By the time we finished shopping my mother had amassed over $300.00 in clothing for $50.00. In addition to the black jacket she also purchased a suede coat for $7.49, its original price was around $79.00 and a double breasted gray wool coat for $29.99, originally priced at $200.00, it was a good day.
After shopping we typically eat out, I was on a schedule so we decided to skip our favorite establishments and eat at Arby’s in the mall. As my mother and I ate a woman came in coughing like she had TB and she naturally took a seat close to me. After coughing up a lung she began blowing her nose. I try to accept the fact that people are different but I honestly don’t have the stomach for that and certainly not while I’m eating, my mother was less phased than I was and finished her sandwhich. I stopped short and as the coughing and blowing continued I excused myself opting to meet my mother in the mall, lest my stomach turn inside out.
I don’t know what it is with this particular Arby’s but on one other occassion, while I was eating with Nick and Alexa, a woman pulled her toddler from the bathroom with a bare bottom and stood him next to the trash where she finished cleaning his bottom with paper towels. Naturally I was sitting directly across from her work area and I found it so off the charts offensive that I wanted to fall over laughing. I just kept thinking, you cannot possibly be serious!

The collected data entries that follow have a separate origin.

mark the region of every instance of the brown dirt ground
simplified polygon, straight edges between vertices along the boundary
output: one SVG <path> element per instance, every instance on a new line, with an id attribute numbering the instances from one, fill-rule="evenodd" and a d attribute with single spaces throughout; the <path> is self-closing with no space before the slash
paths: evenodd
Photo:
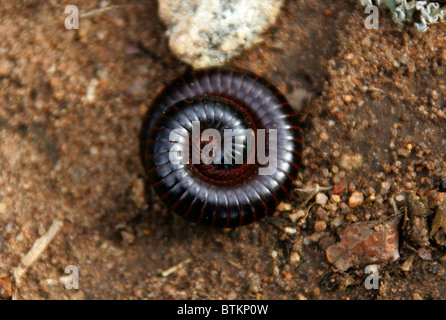
<path id="1" fill-rule="evenodd" d="M 418 34 L 382 12 L 379 30 L 371 31 L 357 3 L 289 1 L 266 41 L 228 63 L 270 79 L 292 104 L 296 89 L 310 92 L 300 110 L 304 155 L 296 188 L 318 184 L 329 187 L 330 197 L 331 187 L 342 184 L 341 203 L 330 198 L 319 209 L 296 190 L 287 201 L 291 210 L 217 230 L 174 216 L 156 198 L 150 208 L 142 201 L 142 118 L 165 84 L 187 69 L 167 48 L 156 2 L 110 1 L 121 6 L 82 19 L 74 31 L 64 28 L 65 6 L 85 12 L 98 3 L 2 1 L 3 287 L 34 241 L 63 221 L 2 297 L 12 291 L 15 299 L 445 299 L 445 247 L 433 240 L 420 246 L 403 226 L 401 258 L 381 265 L 379 290 L 365 288 L 362 267 L 338 272 L 325 257 L 327 243 L 339 239 L 335 218 L 345 225 L 389 216 L 389 199 L 410 191 L 439 197 L 433 190 L 446 170 L 446 24 Z M 349 152 L 362 156 L 359 168 L 340 165 Z M 365 200 L 349 208 L 354 190 Z M 301 208 L 308 215 L 290 219 Z M 319 220 L 326 220 L 322 239 L 306 241 Z M 413 264 L 404 271 L 409 257 Z M 80 270 L 79 290 L 59 281 L 68 265 Z"/>

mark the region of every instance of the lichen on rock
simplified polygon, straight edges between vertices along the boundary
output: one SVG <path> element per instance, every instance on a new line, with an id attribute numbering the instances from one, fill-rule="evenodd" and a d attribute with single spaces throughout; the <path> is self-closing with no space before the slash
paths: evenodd
<path id="1" fill-rule="evenodd" d="M 159 0 L 169 46 L 194 68 L 221 65 L 261 40 L 283 0 Z"/>

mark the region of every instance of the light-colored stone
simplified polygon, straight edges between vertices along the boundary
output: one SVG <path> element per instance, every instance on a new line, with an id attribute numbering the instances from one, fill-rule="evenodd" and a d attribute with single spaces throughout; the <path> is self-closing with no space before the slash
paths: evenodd
<path id="1" fill-rule="evenodd" d="M 339 203 L 341 202 L 341 197 L 337 194 L 332 194 L 331 195 L 331 201 L 335 202 L 335 203 Z"/>
<path id="2" fill-rule="evenodd" d="M 130 197 L 138 209 L 146 205 L 144 179 L 136 179 L 131 186 Z"/>
<path id="3" fill-rule="evenodd" d="M 221 65 L 260 40 L 283 0 L 159 0 L 171 50 L 194 68 Z"/>
<path id="4" fill-rule="evenodd" d="M 359 153 L 344 153 L 339 161 L 339 166 L 345 170 L 356 170 L 362 167 L 363 159 Z"/>
<path id="5" fill-rule="evenodd" d="M 322 232 L 327 229 L 327 223 L 323 220 L 318 220 L 314 223 L 314 231 L 316 232 Z"/>
<path id="6" fill-rule="evenodd" d="M 317 204 L 320 204 L 321 206 L 324 207 L 327 204 L 327 201 L 328 201 L 328 197 L 325 193 L 319 192 L 316 195 L 316 203 Z"/>
<path id="7" fill-rule="evenodd" d="M 287 95 L 290 105 L 296 112 L 300 112 L 305 103 L 311 99 L 311 92 L 304 88 L 296 88 L 290 94 Z"/>
<path id="8" fill-rule="evenodd" d="M 351 208 L 359 207 L 360 205 L 362 205 L 363 202 L 364 202 L 364 195 L 359 191 L 353 192 L 350 198 L 348 199 L 348 205 Z"/>
<path id="9" fill-rule="evenodd" d="M 277 211 L 283 212 L 283 211 L 291 211 L 293 210 L 293 206 L 286 202 L 281 202 L 277 206 Z"/>

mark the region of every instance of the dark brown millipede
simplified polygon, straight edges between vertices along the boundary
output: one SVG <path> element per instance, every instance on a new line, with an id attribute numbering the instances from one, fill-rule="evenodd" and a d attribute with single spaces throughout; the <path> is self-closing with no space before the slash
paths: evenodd
<path id="1" fill-rule="evenodd" d="M 245 140 L 243 163 L 194 162 L 194 123 L 200 134 L 252 129 L 256 142 L 259 129 L 267 137 L 276 129 L 277 139 L 266 140 L 267 147 L 276 141 L 276 170 L 259 174 L 266 165 L 255 155 L 250 158 Z M 172 140 L 175 129 L 187 133 L 181 142 L 190 151 L 187 163 L 171 161 L 172 147 L 180 143 Z M 192 71 L 173 81 L 149 109 L 142 138 L 146 176 L 158 196 L 178 215 L 213 227 L 241 226 L 272 214 L 297 178 L 302 148 L 297 115 L 279 90 L 257 75 L 231 68 Z M 212 138 L 201 135 L 199 150 Z M 230 141 L 234 148 L 235 138 Z"/>

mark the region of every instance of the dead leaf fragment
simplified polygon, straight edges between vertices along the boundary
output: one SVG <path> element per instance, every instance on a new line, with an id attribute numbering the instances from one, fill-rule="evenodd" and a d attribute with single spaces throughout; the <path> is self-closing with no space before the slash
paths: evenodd
<path id="1" fill-rule="evenodd" d="M 341 271 L 384 261 L 395 261 L 398 252 L 397 226 L 401 215 L 384 221 L 367 221 L 349 225 L 341 241 L 328 247 L 327 260 Z"/>
<path id="2" fill-rule="evenodd" d="M 437 209 L 432 221 L 430 237 L 439 245 L 446 246 L 446 200 L 443 200 Z"/>

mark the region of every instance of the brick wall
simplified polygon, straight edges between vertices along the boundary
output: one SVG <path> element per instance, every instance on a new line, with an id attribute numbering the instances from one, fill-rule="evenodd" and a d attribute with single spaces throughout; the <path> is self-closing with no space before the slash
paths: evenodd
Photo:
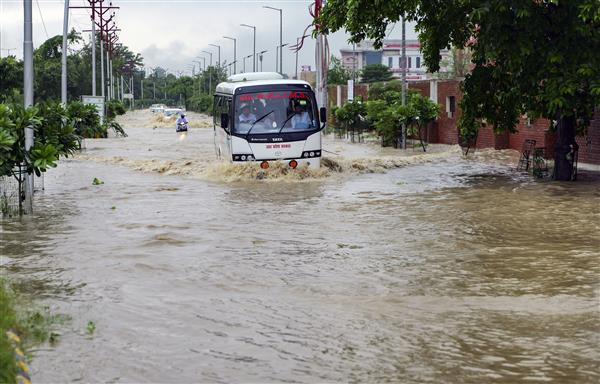
<path id="1" fill-rule="evenodd" d="M 581 163 L 600 164 L 600 108 L 596 109 L 594 117 L 588 127 L 587 135 L 577 138 Z"/>
<path id="2" fill-rule="evenodd" d="M 457 80 L 438 80 L 438 104 L 440 105 L 440 116 L 433 123 L 429 130 L 429 137 L 432 143 L 457 144 L 458 130 L 457 123 L 460 118 L 460 100 L 462 92 L 460 91 L 460 82 Z M 411 81 L 408 83 L 410 89 L 419 91 L 423 96 L 430 96 L 429 81 Z M 357 84 L 355 86 L 355 96 L 362 96 L 364 100 L 368 99 L 368 85 Z M 454 96 L 456 112 L 453 116 L 448 116 L 446 112 L 446 98 Z M 342 100 L 347 98 L 347 87 L 342 86 Z M 329 88 L 329 105 L 335 106 L 337 100 L 336 86 Z M 515 133 L 495 134 L 491 127 L 484 127 L 479 130 L 477 135 L 477 148 L 511 148 L 520 151 L 523 142 L 526 139 L 536 141 L 537 147 L 546 148 L 546 157 L 554 156 L 554 143 L 556 137 L 547 132 L 550 122 L 546 119 L 532 121 L 529 125 L 523 118 L 519 121 Z M 582 163 L 600 164 L 600 109 L 596 110 L 595 119 L 592 120 L 588 133 L 585 137 L 578 137 L 579 161 Z"/>

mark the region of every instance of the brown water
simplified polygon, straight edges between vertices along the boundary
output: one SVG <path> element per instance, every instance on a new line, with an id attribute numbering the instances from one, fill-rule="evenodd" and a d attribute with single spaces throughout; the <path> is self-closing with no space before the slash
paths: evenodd
<path id="1" fill-rule="evenodd" d="M 341 172 L 220 179 L 211 132 L 89 141 L 0 224 L 2 272 L 73 318 L 34 382 L 600 380 L 600 182 L 331 140 Z"/>

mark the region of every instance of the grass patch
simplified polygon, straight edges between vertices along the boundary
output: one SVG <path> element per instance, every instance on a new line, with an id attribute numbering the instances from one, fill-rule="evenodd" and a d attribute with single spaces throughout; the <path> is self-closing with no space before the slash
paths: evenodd
<path id="1" fill-rule="evenodd" d="M 7 331 L 21 339 L 21 348 L 45 342 L 55 343 L 59 334 L 54 327 L 68 317 L 50 314 L 48 307 L 37 308 L 0 279 L 0 383 L 14 383 L 18 374 L 13 343 Z"/>

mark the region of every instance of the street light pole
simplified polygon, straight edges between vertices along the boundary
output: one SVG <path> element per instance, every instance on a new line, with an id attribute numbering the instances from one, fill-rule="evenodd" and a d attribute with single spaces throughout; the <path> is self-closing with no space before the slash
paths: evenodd
<path id="1" fill-rule="evenodd" d="M 219 66 L 219 68 L 221 68 L 221 46 L 217 45 L 217 44 L 208 44 L 211 47 L 216 47 L 217 48 L 217 65 Z"/>
<path id="2" fill-rule="evenodd" d="M 263 8 L 272 9 L 274 11 L 279 12 L 279 47 L 283 47 L 283 9 L 269 7 L 268 5 L 263 5 Z M 283 55 L 279 55 L 279 73 L 283 73 Z"/>
<path id="3" fill-rule="evenodd" d="M 252 28 L 254 31 L 254 43 L 252 44 L 252 72 L 256 72 L 256 26 L 248 24 L 240 24 L 240 26 Z"/>
<path id="4" fill-rule="evenodd" d="M 235 75 L 237 73 L 237 39 L 229 36 L 223 36 L 223 38 L 233 40 L 233 74 Z"/>
<path id="5" fill-rule="evenodd" d="M 402 15 L 402 106 L 406 105 L 406 22 Z M 402 149 L 406 149 L 406 124 L 402 123 Z"/>
<path id="6" fill-rule="evenodd" d="M 25 108 L 33 105 L 33 29 L 31 0 L 23 0 L 23 99 Z M 33 127 L 25 127 L 25 150 L 33 147 Z M 21 177 L 21 175 L 19 175 Z M 19 191 L 19 193 L 21 193 Z M 19 200 L 20 201 L 20 200 Z M 33 210 L 33 174 L 25 175 L 25 206 Z M 21 204 L 19 204 L 19 208 Z"/>
<path id="7" fill-rule="evenodd" d="M 260 58 L 260 71 L 261 71 L 261 72 L 262 72 L 262 70 L 263 70 L 263 65 L 262 65 L 262 63 L 263 63 L 263 54 L 264 54 L 264 53 L 267 53 L 267 52 L 269 52 L 269 51 L 267 51 L 267 50 L 264 50 L 264 51 L 260 51 L 260 52 L 258 52 L 258 57 Z"/>
<path id="8" fill-rule="evenodd" d="M 67 104 L 67 34 L 69 33 L 69 0 L 65 0 L 62 40 L 62 70 L 60 75 L 60 101 Z"/>

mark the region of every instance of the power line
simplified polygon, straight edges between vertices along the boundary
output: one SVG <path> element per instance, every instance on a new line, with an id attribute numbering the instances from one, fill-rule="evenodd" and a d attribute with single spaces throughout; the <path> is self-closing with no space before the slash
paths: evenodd
<path id="1" fill-rule="evenodd" d="M 46 22 L 44 22 L 44 15 L 42 15 L 42 9 L 40 8 L 40 2 L 38 0 L 35 0 L 35 3 L 37 4 L 37 9 L 38 9 L 38 12 L 40 13 L 40 18 L 42 19 L 42 25 L 44 26 L 44 32 L 46 32 L 46 39 L 49 39 L 50 36 L 48 35 L 48 30 L 46 29 Z"/>

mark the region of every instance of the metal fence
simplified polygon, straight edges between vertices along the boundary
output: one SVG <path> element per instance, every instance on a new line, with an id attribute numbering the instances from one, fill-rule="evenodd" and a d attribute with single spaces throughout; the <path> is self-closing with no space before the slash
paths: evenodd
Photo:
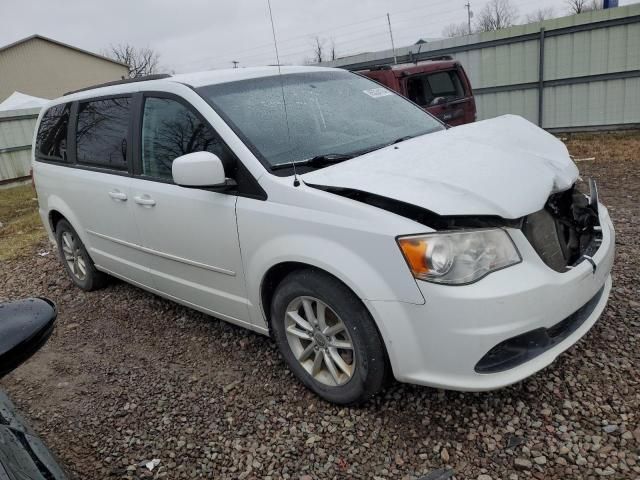
<path id="1" fill-rule="evenodd" d="M 0 112 L 0 184 L 29 176 L 40 108 Z"/>
<path id="2" fill-rule="evenodd" d="M 324 62 L 358 70 L 393 51 Z M 640 128 L 640 4 L 396 49 L 398 63 L 451 55 L 478 118 L 522 115 L 556 131 Z"/>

The trash had one of those hinged openings so she was pushing poopy paper towels though the opening to throw them away. The really astonishing part was that an employee witnessed the butt mopping in the dining area and did nothing, she didn’t even disinfect the opening on the rubbish bin. I wondered about the people who dined later and pushed open that very door… with their hand. Both instances made me wonder about the cleanliness of fast food estabishments, especially when the tables aren’t washed regularly…ish.